Se ofrecieron una copa, y otra.
—Se te ve muy bien.
—No te vayas a creer.
Y pasaron unas pocas horas y unas muchas copas hablando del tiempo loco y de lo cara que está la vida, de los amigos perdidos y los lugares que ya no están, memorias de los años mozos:
—¿Te acordás?
—Si me acordaré.
Cuando por fin el café cerró sus puertas, Gravina acompañó al Hachero hasta la puerta de su casa. Pero después el Hachero quiso retribuir:
—Te acompaño.
—No te molestes.
—Faltaba más.
Y en ese vaivén se pasaron toda la noche.
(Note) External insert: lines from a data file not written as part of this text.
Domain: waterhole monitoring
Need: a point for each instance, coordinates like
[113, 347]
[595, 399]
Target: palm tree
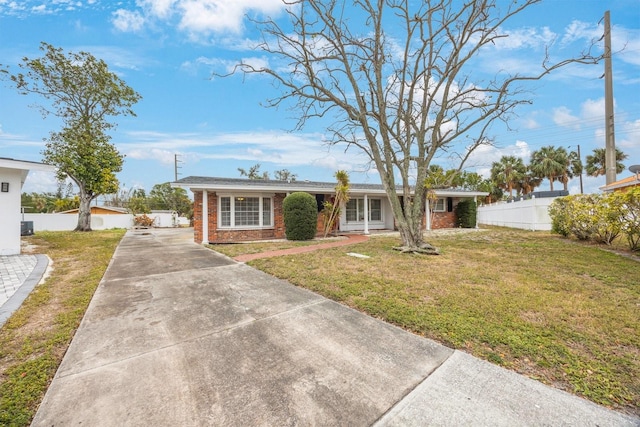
[549, 162]
[573, 167]
[507, 172]
[528, 182]
[596, 163]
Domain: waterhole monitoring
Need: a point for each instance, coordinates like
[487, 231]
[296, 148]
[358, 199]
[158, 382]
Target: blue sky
[167, 50]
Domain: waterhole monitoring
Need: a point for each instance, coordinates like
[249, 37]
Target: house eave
[221, 185]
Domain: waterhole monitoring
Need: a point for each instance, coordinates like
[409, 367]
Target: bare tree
[402, 96]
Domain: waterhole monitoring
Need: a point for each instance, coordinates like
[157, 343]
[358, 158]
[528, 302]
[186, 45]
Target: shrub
[300, 212]
[559, 213]
[465, 213]
[630, 216]
[598, 217]
[143, 220]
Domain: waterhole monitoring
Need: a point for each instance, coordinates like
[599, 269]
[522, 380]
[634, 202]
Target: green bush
[465, 213]
[630, 202]
[559, 213]
[300, 212]
[598, 217]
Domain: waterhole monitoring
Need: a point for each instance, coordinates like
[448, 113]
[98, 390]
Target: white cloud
[593, 109]
[127, 21]
[198, 18]
[562, 117]
[527, 37]
[40, 182]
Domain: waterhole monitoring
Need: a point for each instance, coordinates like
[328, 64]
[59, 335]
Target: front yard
[565, 313]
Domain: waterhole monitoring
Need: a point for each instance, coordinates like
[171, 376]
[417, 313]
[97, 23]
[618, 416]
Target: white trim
[232, 197]
[366, 214]
[205, 217]
[444, 205]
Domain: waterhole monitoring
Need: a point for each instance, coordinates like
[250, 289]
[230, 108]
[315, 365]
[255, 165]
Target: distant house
[100, 210]
[13, 173]
[622, 185]
[230, 210]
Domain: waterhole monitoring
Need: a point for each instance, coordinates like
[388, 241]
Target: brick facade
[215, 235]
[443, 220]
[197, 216]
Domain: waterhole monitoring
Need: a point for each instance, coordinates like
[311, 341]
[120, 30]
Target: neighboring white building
[13, 173]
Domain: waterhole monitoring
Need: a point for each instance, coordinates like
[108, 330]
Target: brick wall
[443, 220]
[197, 216]
[217, 235]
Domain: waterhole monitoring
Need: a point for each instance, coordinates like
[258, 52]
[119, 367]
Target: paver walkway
[351, 239]
[19, 274]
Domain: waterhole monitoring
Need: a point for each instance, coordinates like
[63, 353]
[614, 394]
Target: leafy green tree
[138, 202]
[596, 163]
[469, 181]
[165, 197]
[403, 87]
[285, 175]
[549, 162]
[254, 172]
[83, 93]
[573, 168]
[507, 172]
[527, 182]
[331, 209]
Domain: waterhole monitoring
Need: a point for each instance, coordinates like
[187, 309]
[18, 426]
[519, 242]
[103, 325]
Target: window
[375, 210]
[247, 212]
[440, 205]
[355, 210]
[266, 211]
[225, 211]
[352, 210]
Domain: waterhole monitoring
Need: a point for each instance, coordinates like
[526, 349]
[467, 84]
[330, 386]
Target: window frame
[359, 215]
[261, 214]
[439, 200]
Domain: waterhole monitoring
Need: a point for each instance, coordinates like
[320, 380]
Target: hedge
[599, 217]
[300, 212]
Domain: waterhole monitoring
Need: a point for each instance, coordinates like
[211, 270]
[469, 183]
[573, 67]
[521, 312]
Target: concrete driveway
[177, 335]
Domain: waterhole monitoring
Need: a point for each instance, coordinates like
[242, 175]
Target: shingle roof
[231, 184]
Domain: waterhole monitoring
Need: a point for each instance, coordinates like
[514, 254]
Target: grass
[564, 313]
[34, 340]
[233, 250]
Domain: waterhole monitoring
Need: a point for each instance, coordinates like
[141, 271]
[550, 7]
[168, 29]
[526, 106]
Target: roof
[235, 184]
[113, 209]
[631, 181]
[9, 163]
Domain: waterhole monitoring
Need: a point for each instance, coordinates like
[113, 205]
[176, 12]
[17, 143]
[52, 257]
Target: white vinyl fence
[531, 214]
[66, 222]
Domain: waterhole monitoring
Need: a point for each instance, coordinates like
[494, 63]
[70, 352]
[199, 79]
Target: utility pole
[610, 143]
[580, 159]
[175, 166]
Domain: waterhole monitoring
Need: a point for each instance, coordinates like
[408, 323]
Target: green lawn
[34, 340]
[562, 312]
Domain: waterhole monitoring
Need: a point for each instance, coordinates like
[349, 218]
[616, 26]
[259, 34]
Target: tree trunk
[84, 212]
[409, 223]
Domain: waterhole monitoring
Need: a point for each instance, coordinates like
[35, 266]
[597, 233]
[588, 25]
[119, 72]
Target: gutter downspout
[205, 217]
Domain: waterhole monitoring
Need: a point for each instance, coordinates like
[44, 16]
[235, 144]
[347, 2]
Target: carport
[13, 174]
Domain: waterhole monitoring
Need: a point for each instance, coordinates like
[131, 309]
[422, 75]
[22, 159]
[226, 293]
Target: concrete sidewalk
[177, 335]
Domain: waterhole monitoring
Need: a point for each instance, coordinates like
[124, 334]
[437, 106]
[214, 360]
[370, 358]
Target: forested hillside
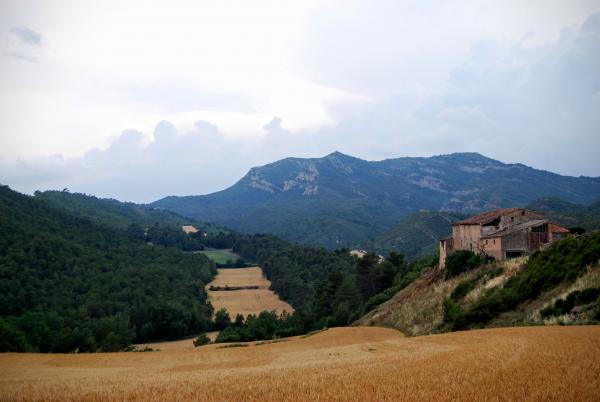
[67, 283]
[341, 201]
[77, 282]
[560, 284]
[326, 288]
[116, 214]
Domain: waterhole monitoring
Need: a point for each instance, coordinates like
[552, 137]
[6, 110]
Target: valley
[244, 301]
[350, 364]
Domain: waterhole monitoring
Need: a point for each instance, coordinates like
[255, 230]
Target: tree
[222, 319]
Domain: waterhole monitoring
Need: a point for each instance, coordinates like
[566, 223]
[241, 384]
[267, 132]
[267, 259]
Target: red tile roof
[554, 228]
[487, 217]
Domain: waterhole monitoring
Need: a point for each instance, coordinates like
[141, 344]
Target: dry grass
[189, 229]
[350, 364]
[246, 301]
[418, 308]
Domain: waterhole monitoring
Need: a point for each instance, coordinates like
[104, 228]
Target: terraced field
[245, 301]
[349, 364]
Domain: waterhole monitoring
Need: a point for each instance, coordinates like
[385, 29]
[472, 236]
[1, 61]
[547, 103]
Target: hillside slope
[417, 234]
[67, 283]
[114, 213]
[514, 292]
[339, 200]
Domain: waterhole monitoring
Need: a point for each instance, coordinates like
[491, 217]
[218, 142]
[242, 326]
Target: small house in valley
[502, 234]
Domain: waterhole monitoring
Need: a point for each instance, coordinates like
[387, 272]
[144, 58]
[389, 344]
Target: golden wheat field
[349, 364]
[246, 301]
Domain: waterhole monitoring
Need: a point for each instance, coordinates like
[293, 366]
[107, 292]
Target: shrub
[576, 298]
[201, 340]
[461, 261]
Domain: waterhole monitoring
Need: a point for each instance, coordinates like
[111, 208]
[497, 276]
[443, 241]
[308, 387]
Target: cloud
[512, 91]
[509, 99]
[27, 36]
[135, 167]
[169, 97]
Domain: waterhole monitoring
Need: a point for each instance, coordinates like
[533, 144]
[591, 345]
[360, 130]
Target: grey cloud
[174, 97]
[132, 168]
[27, 35]
[510, 100]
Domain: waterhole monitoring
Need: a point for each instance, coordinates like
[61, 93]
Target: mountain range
[342, 201]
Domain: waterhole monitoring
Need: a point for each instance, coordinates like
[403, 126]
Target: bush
[461, 261]
[201, 340]
[576, 298]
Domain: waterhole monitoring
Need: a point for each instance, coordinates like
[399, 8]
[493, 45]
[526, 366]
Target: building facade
[502, 234]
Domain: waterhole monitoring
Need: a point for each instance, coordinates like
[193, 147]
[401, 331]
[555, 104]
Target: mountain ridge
[342, 201]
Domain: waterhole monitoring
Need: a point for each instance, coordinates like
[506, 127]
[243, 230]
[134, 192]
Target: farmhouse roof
[487, 217]
[554, 228]
[516, 228]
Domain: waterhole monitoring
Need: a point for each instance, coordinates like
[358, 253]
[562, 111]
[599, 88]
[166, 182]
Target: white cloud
[514, 80]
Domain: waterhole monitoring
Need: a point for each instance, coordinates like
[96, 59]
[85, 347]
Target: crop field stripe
[244, 301]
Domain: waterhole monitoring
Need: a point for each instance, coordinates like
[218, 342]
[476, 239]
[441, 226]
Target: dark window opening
[514, 254]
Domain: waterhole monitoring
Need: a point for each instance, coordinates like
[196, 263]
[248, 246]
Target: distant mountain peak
[338, 200]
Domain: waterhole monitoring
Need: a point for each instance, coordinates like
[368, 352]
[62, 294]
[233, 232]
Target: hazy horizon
[137, 102]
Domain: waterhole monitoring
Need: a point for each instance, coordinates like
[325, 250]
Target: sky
[138, 100]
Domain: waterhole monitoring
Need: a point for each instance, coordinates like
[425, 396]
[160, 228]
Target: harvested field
[244, 301]
[350, 364]
[182, 344]
[223, 256]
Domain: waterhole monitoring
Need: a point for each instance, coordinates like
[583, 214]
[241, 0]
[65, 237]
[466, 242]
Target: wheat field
[344, 364]
[246, 301]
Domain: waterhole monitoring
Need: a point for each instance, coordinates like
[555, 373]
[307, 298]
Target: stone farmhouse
[502, 234]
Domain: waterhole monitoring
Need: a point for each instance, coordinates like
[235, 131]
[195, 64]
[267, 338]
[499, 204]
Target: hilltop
[558, 284]
[342, 201]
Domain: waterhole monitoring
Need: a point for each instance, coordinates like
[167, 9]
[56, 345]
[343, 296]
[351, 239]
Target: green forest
[68, 283]
[78, 273]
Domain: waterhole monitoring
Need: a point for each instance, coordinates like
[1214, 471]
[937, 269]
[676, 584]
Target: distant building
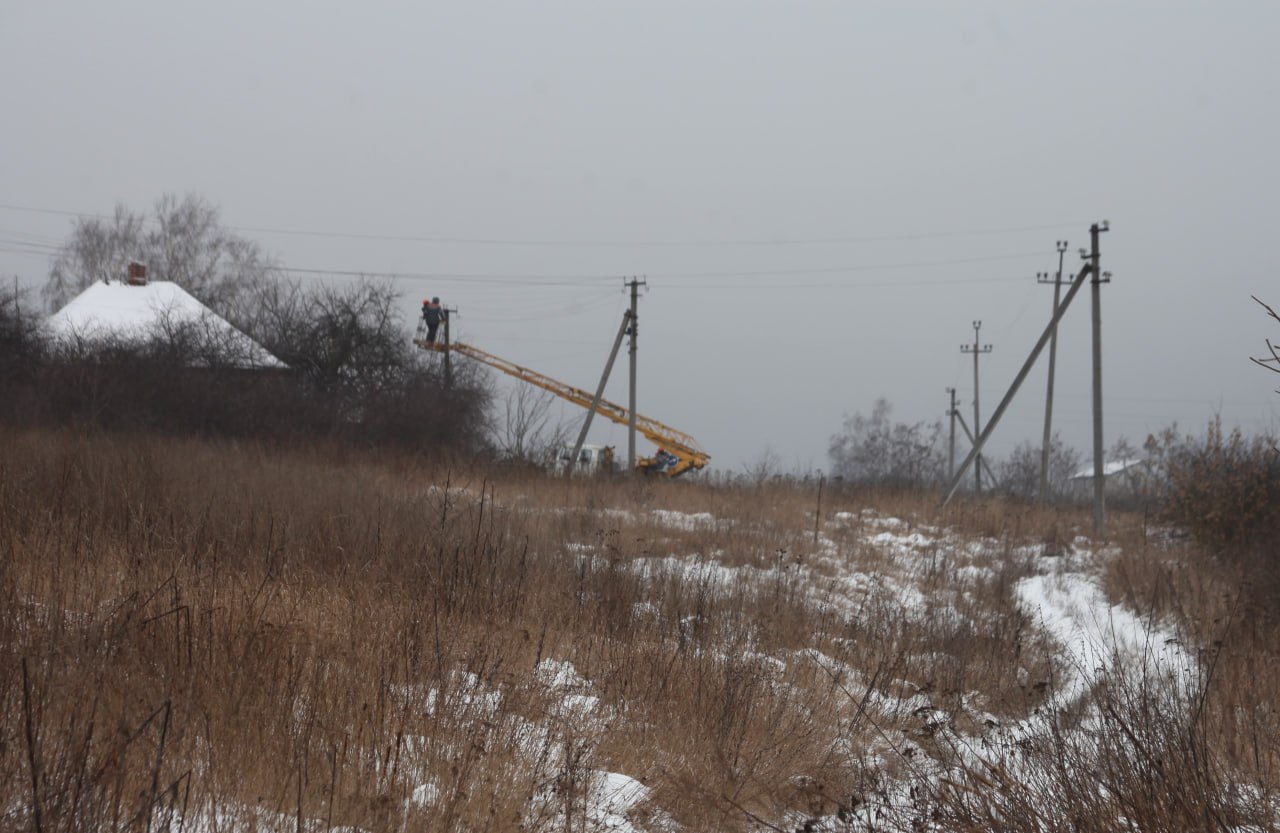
[138, 312]
[1123, 480]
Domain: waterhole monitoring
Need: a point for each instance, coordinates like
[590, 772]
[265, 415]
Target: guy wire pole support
[1018, 380]
[951, 452]
[977, 425]
[635, 283]
[1052, 358]
[1095, 257]
[599, 393]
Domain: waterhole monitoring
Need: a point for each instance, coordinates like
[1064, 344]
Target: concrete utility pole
[635, 283]
[977, 425]
[447, 315]
[1095, 257]
[1052, 358]
[951, 452]
[599, 393]
[1018, 380]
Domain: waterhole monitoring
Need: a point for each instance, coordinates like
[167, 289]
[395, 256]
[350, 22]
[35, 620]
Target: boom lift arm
[673, 443]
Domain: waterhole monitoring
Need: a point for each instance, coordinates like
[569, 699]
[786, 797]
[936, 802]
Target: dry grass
[323, 639]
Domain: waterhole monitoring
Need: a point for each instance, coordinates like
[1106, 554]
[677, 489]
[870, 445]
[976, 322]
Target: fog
[821, 197]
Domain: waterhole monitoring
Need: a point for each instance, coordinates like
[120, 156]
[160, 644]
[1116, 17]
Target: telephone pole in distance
[635, 283]
[976, 348]
[1052, 358]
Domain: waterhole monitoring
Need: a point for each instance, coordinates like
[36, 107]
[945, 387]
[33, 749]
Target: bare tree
[873, 449]
[1272, 361]
[182, 241]
[1019, 472]
[528, 429]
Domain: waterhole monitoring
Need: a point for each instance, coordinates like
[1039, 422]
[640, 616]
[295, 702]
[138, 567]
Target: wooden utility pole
[599, 394]
[447, 315]
[635, 283]
[977, 425]
[1100, 509]
[951, 452]
[1052, 358]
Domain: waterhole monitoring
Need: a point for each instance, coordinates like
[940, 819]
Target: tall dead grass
[323, 639]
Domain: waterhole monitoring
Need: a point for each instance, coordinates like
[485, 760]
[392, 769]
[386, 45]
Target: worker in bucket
[432, 316]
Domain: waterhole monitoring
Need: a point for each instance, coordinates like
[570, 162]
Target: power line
[579, 280]
[600, 243]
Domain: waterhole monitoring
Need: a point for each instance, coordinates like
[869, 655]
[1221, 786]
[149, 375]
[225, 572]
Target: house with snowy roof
[1121, 480]
[137, 312]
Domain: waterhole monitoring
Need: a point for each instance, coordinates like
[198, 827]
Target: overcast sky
[822, 197]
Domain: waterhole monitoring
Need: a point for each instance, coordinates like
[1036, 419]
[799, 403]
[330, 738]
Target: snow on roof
[137, 312]
[1109, 467]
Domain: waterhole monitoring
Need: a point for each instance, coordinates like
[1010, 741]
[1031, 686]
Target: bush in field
[876, 451]
[1019, 474]
[1224, 488]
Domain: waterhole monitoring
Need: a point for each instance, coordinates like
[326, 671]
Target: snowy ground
[1064, 596]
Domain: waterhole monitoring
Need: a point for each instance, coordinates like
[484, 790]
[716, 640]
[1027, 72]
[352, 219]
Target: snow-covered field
[1061, 594]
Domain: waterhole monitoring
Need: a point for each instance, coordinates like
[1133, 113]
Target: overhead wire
[777, 241]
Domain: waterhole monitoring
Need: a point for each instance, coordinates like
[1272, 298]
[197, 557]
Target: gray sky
[822, 196]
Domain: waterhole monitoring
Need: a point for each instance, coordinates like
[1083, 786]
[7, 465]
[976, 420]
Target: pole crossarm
[684, 447]
[1018, 380]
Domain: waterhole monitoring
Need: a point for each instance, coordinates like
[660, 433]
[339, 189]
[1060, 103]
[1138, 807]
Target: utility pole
[977, 425]
[1095, 257]
[951, 452]
[1018, 380]
[1052, 358]
[599, 393]
[447, 314]
[635, 283]
[982, 461]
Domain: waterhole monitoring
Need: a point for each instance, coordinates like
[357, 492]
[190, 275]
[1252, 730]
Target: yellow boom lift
[677, 452]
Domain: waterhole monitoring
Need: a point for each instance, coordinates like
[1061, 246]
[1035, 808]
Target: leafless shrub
[874, 451]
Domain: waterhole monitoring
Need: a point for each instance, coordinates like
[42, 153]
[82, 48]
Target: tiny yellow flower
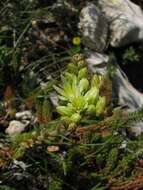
[76, 41]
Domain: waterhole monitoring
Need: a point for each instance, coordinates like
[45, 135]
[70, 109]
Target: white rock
[97, 62]
[15, 127]
[125, 21]
[122, 89]
[94, 28]
[24, 115]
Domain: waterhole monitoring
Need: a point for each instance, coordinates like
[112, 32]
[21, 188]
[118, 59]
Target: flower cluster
[78, 95]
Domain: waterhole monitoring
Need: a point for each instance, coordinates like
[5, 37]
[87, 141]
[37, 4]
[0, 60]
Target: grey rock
[15, 127]
[97, 62]
[125, 21]
[122, 89]
[94, 28]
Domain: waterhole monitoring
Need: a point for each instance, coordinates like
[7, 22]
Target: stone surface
[94, 28]
[122, 89]
[15, 127]
[97, 62]
[125, 21]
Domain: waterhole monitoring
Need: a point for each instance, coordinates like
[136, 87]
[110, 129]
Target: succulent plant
[79, 94]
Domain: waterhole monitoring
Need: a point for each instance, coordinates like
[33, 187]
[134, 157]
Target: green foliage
[78, 96]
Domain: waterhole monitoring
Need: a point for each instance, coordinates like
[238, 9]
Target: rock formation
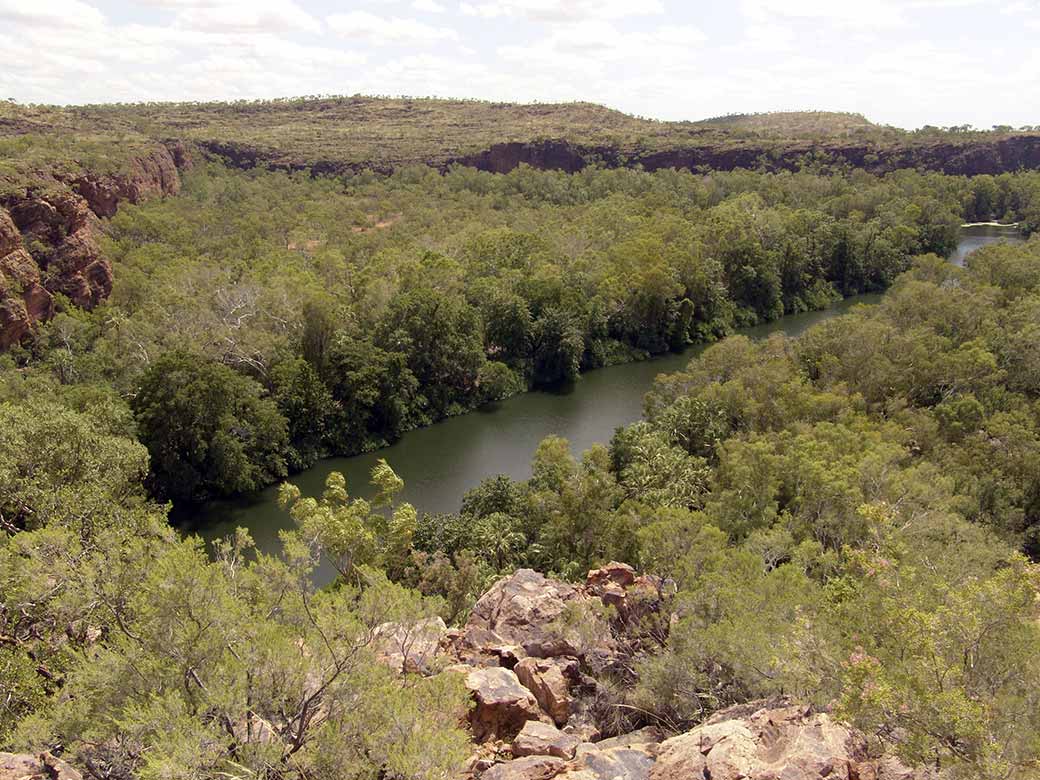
[533, 687]
[49, 237]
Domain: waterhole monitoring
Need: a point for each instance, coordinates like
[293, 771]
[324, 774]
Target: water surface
[440, 463]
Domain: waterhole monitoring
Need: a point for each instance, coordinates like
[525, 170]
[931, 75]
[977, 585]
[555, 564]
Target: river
[440, 463]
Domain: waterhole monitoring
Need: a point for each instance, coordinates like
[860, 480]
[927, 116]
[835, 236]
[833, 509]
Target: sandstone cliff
[49, 236]
[968, 157]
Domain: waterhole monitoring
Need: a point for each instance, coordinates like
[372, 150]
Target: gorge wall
[968, 158]
[49, 236]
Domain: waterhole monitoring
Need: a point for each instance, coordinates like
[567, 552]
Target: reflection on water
[440, 463]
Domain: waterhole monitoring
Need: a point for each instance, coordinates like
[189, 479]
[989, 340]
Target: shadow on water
[441, 462]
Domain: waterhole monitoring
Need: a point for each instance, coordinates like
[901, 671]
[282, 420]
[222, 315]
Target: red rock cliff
[49, 238]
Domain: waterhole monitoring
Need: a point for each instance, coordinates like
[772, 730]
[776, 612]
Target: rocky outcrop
[23, 299]
[538, 738]
[531, 719]
[768, 741]
[970, 157]
[501, 704]
[49, 237]
[789, 742]
[150, 176]
[550, 680]
[523, 613]
[43, 767]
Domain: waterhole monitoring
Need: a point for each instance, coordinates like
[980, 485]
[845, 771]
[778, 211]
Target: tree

A veces se detenían, a causa de algún súbito recuerdo o porque la estabilidad dejaba bastante que desear, pero en seguida volvían al ir y venir de esquina a esquina, de la casa de uno a la casa del otro, de una a otra puerta, como traídos y llevados por un péndulo invisible, queriéndose sin decirlo y abrazándose sin tocarse.